How to make us all feel so insignificant

THERE'S great TV to be seen each evening this week on BBC2 as Stargazing Live has returned to our screens.

I wish it had been a subject at school all those years ago with the teacher leading the class clearly enthused about the stuff he was teaching. (I'll return to this matter on another Blog).

Anyway, Professor Brian Cox - yes, it's the brainy D:Ream bloke again - is once again educating and enlightening us on things I don't claim to understand in the slightest but sound, for want of a better word, astronomical.

Maths at school was a complete waste of time for me. Bloody hated the subject and found it so tedious, especially calculus (for me, he was Tintin's eccentric professor pal), logarithms (do they still do them?) and algebra (x +y - x = whatever). Could never get into it at all.
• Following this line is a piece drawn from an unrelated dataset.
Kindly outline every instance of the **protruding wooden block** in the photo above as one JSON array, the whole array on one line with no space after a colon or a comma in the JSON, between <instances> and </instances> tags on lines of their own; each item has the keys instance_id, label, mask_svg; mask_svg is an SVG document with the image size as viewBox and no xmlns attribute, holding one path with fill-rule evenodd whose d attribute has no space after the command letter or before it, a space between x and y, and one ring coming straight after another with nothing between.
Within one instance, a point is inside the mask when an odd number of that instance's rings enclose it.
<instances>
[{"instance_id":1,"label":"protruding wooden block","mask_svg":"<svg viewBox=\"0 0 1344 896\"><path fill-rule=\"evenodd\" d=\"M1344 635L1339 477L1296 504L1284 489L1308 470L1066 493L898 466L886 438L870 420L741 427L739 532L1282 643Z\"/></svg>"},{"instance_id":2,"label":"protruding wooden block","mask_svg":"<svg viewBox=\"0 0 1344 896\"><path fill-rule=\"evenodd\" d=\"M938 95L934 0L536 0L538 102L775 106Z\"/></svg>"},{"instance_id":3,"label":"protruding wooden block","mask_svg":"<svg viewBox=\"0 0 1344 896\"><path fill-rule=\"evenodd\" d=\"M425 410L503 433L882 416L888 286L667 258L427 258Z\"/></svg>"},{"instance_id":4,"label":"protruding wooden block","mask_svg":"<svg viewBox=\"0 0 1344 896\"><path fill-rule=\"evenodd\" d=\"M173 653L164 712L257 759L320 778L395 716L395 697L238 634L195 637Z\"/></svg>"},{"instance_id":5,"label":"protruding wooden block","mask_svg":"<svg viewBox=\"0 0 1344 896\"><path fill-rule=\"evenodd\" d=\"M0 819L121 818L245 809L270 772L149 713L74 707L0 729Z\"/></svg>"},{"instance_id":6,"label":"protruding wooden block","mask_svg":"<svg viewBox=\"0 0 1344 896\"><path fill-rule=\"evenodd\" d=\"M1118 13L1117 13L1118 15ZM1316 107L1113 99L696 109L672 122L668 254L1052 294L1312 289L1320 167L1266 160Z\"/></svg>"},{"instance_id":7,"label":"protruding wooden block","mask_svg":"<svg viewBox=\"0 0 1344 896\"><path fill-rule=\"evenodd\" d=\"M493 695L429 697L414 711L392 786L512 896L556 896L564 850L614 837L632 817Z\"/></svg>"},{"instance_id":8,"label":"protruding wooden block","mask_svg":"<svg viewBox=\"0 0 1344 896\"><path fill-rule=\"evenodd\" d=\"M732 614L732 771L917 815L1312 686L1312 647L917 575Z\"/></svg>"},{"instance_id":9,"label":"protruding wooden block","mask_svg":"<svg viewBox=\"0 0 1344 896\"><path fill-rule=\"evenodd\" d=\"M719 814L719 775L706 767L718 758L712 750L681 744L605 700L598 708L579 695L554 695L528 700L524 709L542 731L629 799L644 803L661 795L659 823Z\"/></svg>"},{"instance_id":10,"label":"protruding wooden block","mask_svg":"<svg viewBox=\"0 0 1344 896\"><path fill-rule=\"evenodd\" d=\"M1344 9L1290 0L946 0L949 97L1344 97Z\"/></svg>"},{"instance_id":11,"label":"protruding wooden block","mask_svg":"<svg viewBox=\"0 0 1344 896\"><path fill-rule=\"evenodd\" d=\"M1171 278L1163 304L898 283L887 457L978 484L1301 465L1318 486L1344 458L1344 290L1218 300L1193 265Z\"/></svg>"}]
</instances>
So you'd naturally expect, when maths and massive numbers are mentioned with carefree abandon by the experts talking about the universe, that I'd switch off.

Far from it.

I'm just in complete awe of what they're talking about. Even if I don't really understand it. Which I don't.

There was a sequence in tonight's programme, for instance, where a mathematical formula had been found to calculate, roughly, the age of the universe. Apparently it's around 15 billion years or so. How that figure was reached, God (literally) only knows.

What I do know is it was all incredibly entertaining and made me want to find out more about what's above us.

There was also a really interesting piece about the red supergiant star Betelgeuse. This thing is big. And when I say big, I really do mean seriously vast. Apparently, it's diameter is about 1,000 times bigger than our own Sun. In fact, if it were placed in the position of the Sun, its surface would stretch out past Mars!

And the thing about Betelgeuse is it could explode anytime soon! It's burnt away all of its hydrogen leaving helium and could blow big style, creating a supernova. We would see the light from this explosion on Earth for a fortnight!

All this only added to the 'wow factor' the programme generated. There's an event at Martin Mere on the 19th of this month between 7pm and 9pm where you can go stargazing with experts on hand to tell you what you're looking at so I'm aiming to go to that - it promises to be great, so long as the sky is clear.

The main feeling I got from watching the programme is how completely insignificant Earth is in relation to the rest of the Universe. We're just a tiny pinprick of a microdot on the whole, ever-moving picture of the Universe.

It certainly makes you think as well as making you want to gaze upwards to the heavens and ask that question we all ask and want to know the definitive answer to: Just why are we all here?